Uma segunda etapa do trabalho, apoiado pela FAPESP (Fundação de Amparo à Pesquisa do Estado de São Paulo) por meio de dois projetos, envolveu a análise de dados genômicos de 613 amostras que integram o repositório público The Cancer Genome Atlas (TCGA). Na plataforma, são catalogadas as mutações genéticas responsáveis pelo câncer a partir de sequenciamento de genoma e bioinformática. O grupo focou na análise de transcrições de SOD2 para confirmar os achados.
Ponto de partida
“Apesar de serem realizados em um ambiente artificial, estudos in vitro são um ponto de partida para compreender o que acontece em modelos mais complexos e, no futuro, talvez nos permitam intervir de forma objetiva e trazer algum benefício”, afirma Boccardo. “Atualmente, por exemplo, a vacinação contra o HPV só está disponível no SUS [Sistema Único de Saúde] para crianças entre 9 e 14 anos, porque estudos apontaram maior eficácia na prevenção de patologias genitais, mas acredito que seja possível considerar a extensão para um grupo maior de indivíduos a fim de evitar doenças em outras regiões anatômicas.”
O pesquisador destaca ainda que este trabalho realiza a translação dos resultados obtidos em laboratório para a análise clínica ao superar o calcanhar de Aquiles da pesquisa básica, que é o acesso a amostras humanas.
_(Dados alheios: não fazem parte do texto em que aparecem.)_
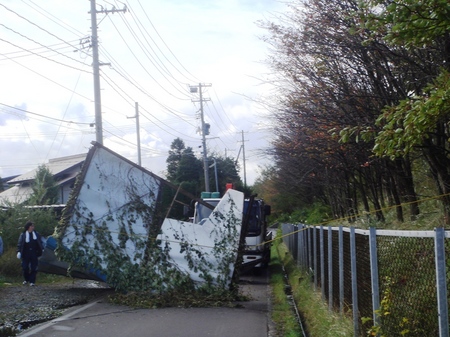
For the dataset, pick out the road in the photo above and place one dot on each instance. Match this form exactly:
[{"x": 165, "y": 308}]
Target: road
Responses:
[{"x": 101, "y": 319}]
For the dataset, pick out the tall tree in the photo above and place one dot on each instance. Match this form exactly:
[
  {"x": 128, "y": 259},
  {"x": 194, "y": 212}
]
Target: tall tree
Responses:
[
  {"x": 419, "y": 122},
  {"x": 45, "y": 188},
  {"x": 333, "y": 79}
]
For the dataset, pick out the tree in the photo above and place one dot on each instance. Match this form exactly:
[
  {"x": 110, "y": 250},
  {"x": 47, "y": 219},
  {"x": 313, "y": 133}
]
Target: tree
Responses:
[
  {"x": 45, "y": 188},
  {"x": 333, "y": 80},
  {"x": 419, "y": 122}
]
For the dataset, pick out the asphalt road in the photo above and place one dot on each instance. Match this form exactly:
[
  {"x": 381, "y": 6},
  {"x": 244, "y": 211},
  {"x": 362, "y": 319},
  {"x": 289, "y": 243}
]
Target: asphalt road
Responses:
[{"x": 101, "y": 319}]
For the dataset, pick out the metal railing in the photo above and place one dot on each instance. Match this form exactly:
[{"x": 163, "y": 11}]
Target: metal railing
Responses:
[{"x": 392, "y": 283}]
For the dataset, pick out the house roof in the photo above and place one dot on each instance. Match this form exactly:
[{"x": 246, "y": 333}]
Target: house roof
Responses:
[
  {"x": 57, "y": 167},
  {"x": 15, "y": 195}
]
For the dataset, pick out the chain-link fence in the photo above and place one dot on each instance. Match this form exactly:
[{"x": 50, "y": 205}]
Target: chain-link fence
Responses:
[{"x": 392, "y": 283}]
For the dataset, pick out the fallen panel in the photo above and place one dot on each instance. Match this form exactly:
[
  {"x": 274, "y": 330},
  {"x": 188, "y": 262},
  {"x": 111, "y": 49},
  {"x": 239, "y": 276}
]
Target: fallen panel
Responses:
[{"x": 207, "y": 251}]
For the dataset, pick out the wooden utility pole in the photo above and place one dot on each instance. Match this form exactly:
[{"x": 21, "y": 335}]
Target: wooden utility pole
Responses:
[
  {"x": 96, "y": 68},
  {"x": 194, "y": 89}
]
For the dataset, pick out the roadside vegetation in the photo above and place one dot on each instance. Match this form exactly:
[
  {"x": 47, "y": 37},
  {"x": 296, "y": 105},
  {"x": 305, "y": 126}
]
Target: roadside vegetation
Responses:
[{"x": 315, "y": 316}]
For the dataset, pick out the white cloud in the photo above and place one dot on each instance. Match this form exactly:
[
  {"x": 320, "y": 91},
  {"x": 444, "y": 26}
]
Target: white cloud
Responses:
[{"x": 213, "y": 42}]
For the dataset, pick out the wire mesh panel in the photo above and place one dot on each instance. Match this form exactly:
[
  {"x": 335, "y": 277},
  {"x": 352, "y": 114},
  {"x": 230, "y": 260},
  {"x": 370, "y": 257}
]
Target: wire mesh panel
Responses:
[
  {"x": 406, "y": 269},
  {"x": 407, "y": 286}
]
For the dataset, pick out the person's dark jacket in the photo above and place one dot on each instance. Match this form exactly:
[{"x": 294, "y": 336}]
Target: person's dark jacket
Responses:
[{"x": 21, "y": 243}]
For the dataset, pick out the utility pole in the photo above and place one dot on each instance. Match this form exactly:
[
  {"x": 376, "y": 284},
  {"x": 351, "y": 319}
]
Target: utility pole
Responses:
[
  {"x": 137, "y": 132},
  {"x": 96, "y": 69},
  {"x": 243, "y": 158},
  {"x": 194, "y": 89}
]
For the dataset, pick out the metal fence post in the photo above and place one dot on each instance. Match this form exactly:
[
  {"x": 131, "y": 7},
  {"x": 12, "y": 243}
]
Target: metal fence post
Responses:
[
  {"x": 374, "y": 273},
  {"x": 309, "y": 248},
  {"x": 341, "y": 270},
  {"x": 441, "y": 282},
  {"x": 354, "y": 281},
  {"x": 322, "y": 263},
  {"x": 330, "y": 269},
  {"x": 315, "y": 256},
  {"x": 300, "y": 245}
]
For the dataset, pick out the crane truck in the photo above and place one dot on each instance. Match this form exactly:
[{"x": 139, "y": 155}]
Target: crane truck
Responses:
[{"x": 256, "y": 254}]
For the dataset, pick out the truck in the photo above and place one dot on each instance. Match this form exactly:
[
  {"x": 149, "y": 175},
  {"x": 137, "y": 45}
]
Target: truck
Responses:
[{"x": 256, "y": 254}]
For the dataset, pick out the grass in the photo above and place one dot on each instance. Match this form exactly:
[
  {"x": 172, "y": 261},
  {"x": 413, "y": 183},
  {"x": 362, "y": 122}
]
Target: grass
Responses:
[
  {"x": 317, "y": 319},
  {"x": 11, "y": 272},
  {"x": 286, "y": 324}
]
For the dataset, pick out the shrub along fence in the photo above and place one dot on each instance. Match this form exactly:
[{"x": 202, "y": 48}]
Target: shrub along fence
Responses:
[{"x": 393, "y": 283}]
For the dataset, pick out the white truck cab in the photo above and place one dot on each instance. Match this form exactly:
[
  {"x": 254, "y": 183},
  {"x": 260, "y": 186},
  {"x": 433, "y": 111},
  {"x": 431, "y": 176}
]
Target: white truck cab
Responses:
[{"x": 257, "y": 237}]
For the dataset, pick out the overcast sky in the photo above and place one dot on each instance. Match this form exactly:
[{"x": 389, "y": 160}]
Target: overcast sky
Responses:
[{"x": 151, "y": 54}]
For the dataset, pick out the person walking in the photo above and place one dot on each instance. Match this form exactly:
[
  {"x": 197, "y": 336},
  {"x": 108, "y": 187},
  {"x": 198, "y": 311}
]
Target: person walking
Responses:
[{"x": 29, "y": 248}]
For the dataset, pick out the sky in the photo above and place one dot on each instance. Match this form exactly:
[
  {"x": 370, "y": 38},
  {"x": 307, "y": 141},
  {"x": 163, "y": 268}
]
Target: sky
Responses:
[{"x": 151, "y": 55}]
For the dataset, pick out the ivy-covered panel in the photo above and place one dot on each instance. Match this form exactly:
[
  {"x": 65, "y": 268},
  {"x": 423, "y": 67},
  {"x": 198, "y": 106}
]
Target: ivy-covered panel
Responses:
[{"x": 207, "y": 251}]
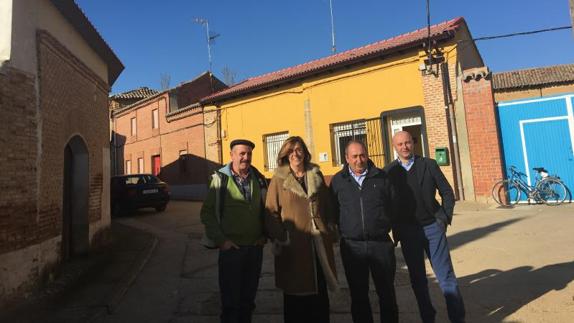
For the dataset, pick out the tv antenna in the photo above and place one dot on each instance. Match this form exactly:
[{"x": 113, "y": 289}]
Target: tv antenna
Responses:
[{"x": 209, "y": 37}]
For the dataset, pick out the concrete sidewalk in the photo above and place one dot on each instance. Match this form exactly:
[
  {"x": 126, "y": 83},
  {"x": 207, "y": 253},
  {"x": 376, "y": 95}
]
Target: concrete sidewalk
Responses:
[{"x": 90, "y": 286}]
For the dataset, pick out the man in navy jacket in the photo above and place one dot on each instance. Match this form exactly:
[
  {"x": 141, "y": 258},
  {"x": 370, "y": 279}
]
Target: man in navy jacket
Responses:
[
  {"x": 420, "y": 222},
  {"x": 361, "y": 196}
]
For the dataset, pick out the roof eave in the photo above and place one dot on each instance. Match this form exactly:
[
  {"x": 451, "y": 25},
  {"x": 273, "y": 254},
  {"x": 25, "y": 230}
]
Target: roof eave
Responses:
[
  {"x": 360, "y": 59},
  {"x": 72, "y": 12}
]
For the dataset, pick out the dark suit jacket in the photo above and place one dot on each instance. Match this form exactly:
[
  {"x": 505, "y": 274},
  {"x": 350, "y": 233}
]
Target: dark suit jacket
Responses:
[{"x": 431, "y": 179}]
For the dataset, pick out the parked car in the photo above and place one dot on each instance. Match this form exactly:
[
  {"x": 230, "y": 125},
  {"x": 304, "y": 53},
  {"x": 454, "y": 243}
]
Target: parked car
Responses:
[{"x": 130, "y": 192}]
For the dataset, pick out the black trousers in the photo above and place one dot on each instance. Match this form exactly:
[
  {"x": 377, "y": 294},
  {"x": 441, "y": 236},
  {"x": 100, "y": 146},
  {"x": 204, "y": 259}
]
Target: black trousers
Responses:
[
  {"x": 308, "y": 308},
  {"x": 378, "y": 258},
  {"x": 239, "y": 271}
]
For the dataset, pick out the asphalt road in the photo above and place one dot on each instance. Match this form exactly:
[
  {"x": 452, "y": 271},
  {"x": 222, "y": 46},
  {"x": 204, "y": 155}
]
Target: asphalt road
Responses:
[{"x": 514, "y": 265}]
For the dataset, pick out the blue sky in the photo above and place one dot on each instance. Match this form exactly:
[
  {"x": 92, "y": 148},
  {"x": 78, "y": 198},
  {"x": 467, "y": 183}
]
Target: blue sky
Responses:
[{"x": 154, "y": 37}]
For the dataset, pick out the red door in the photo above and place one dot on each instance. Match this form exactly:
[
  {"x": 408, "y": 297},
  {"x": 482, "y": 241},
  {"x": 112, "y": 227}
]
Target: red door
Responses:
[{"x": 155, "y": 165}]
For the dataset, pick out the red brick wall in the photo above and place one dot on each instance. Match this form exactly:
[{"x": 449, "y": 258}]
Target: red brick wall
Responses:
[
  {"x": 436, "y": 119},
  {"x": 183, "y": 131},
  {"x": 483, "y": 138},
  {"x": 18, "y": 144}
]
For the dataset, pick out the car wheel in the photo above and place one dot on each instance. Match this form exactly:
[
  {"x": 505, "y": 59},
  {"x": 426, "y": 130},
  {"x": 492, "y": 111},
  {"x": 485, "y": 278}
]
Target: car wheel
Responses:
[{"x": 161, "y": 208}]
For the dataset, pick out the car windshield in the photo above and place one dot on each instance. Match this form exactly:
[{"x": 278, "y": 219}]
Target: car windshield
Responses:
[
  {"x": 151, "y": 179},
  {"x": 131, "y": 180}
]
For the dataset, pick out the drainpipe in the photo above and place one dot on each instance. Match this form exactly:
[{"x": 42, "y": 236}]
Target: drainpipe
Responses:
[
  {"x": 452, "y": 124},
  {"x": 115, "y": 142}
]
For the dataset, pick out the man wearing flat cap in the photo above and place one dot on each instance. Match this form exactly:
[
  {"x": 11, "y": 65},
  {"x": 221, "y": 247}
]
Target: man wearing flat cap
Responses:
[{"x": 233, "y": 218}]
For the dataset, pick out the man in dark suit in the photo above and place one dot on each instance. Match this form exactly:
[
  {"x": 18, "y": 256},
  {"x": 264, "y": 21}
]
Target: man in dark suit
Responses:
[{"x": 420, "y": 222}]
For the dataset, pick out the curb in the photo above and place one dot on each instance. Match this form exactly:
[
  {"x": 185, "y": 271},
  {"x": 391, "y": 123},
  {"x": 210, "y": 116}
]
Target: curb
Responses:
[{"x": 116, "y": 296}]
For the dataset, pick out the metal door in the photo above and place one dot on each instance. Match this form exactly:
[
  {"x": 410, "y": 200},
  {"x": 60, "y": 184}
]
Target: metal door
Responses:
[{"x": 539, "y": 133}]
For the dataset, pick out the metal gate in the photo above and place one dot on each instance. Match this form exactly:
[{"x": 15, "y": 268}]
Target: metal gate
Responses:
[
  {"x": 539, "y": 133},
  {"x": 374, "y": 141}
]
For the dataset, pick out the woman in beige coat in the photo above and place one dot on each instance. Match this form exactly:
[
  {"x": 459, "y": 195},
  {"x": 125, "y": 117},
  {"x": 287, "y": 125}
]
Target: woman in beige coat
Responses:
[{"x": 299, "y": 223}]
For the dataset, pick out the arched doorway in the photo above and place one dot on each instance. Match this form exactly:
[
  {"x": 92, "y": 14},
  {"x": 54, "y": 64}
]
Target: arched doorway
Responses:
[{"x": 75, "y": 227}]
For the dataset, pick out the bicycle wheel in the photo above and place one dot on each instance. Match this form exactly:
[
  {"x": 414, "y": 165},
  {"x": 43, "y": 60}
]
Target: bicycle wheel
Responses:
[
  {"x": 552, "y": 191},
  {"x": 505, "y": 193}
]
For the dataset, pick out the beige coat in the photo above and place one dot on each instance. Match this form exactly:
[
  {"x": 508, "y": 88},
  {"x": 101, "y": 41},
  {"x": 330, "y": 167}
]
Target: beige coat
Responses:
[{"x": 303, "y": 220}]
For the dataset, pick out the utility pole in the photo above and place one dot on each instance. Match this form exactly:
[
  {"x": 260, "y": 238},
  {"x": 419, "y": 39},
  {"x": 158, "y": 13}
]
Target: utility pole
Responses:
[
  {"x": 209, "y": 38},
  {"x": 333, "y": 46}
]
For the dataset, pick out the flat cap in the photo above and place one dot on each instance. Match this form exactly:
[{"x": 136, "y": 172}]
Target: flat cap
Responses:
[{"x": 241, "y": 142}]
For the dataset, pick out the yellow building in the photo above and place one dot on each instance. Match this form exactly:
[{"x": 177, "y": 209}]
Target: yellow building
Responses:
[{"x": 366, "y": 93}]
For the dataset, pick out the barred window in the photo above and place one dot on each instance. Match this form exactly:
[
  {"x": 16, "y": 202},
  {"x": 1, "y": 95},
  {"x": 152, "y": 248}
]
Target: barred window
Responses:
[
  {"x": 134, "y": 128},
  {"x": 155, "y": 118},
  {"x": 128, "y": 169},
  {"x": 140, "y": 166},
  {"x": 342, "y": 133},
  {"x": 273, "y": 143}
]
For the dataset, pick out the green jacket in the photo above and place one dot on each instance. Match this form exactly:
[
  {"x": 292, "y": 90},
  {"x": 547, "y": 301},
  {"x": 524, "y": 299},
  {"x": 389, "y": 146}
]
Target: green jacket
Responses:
[{"x": 226, "y": 214}]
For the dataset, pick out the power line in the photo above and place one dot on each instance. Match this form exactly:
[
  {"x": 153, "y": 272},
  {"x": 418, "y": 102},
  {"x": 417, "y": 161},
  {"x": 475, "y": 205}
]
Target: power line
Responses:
[{"x": 521, "y": 33}]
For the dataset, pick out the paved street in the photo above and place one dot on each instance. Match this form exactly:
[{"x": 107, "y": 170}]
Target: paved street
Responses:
[{"x": 513, "y": 265}]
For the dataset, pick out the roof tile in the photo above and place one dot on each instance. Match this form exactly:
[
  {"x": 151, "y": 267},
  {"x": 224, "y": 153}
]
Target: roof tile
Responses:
[
  {"x": 413, "y": 38},
  {"x": 533, "y": 77}
]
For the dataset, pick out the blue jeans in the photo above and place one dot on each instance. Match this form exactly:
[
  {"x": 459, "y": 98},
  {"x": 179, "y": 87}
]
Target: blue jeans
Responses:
[
  {"x": 415, "y": 241},
  {"x": 239, "y": 271},
  {"x": 378, "y": 258}
]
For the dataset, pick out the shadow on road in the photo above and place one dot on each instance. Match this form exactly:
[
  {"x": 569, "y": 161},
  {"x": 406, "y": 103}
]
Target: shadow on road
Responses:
[
  {"x": 499, "y": 294},
  {"x": 464, "y": 237}
]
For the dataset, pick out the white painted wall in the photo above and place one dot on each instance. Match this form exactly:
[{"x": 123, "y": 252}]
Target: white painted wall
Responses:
[{"x": 31, "y": 15}]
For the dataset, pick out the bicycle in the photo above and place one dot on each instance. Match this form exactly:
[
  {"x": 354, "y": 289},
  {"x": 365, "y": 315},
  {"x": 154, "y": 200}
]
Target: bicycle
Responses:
[{"x": 547, "y": 189}]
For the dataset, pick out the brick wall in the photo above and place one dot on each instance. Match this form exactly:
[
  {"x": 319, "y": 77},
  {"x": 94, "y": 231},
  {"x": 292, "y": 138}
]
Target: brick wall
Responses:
[
  {"x": 73, "y": 101},
  {"x": 483, "y": 138},
  {"x": 179, "y": 131},
  {"x": 18, "y": 144},
  {"x": 436, "y": 118},
  {"x": 533, "y": 93},
  {"x": 42, "y": 112}
]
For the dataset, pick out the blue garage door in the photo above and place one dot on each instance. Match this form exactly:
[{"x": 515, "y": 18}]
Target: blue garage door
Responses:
[{"x": 539, "y": 133}]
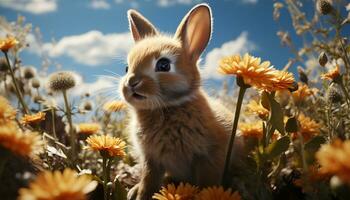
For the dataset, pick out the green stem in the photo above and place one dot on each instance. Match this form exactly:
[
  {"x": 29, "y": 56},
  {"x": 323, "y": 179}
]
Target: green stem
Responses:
[
  {"x": 233, "y": 135},
  {"x": 18, "y": 92},
  {"x": 53, "y": 123},
  {"x": 345, "y": 92},
  {"x": 3, "y": 162},
  {"x": 302, "y": 152},
  {"x": 71, "y": 130},
  {"x": 105, "y": 177}
]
Isso se dá graças à evolução da tecnologia, que levou à criação de bases de dados de amostras humanas, como a utilizada na pesquisa. Esses bancos incluem estudos de análise de expressão de RNA e proteínas e permitem o acesso a informações de longos períodos de tempo.
“O próximo passo seria aumentar a complexidade do modelo utilizado, analisando a questão funcional em um contexto de expressão normal das proteínas virais, ou seja, em que o promotor do HPV regule de fato a expressão da E6/E7 [no caso do estudo a expressão das proteínas foi induzida em laboratório e não pela infecção]”, acredita Boccardo. “Não podemos esquecer, por exemplo, que existem eventos como o processo inflamatório, que não conseguimos visualizar in vitro, mas que sabemos que, na prática, pode ter um papel muito importante no desfecho da doença.”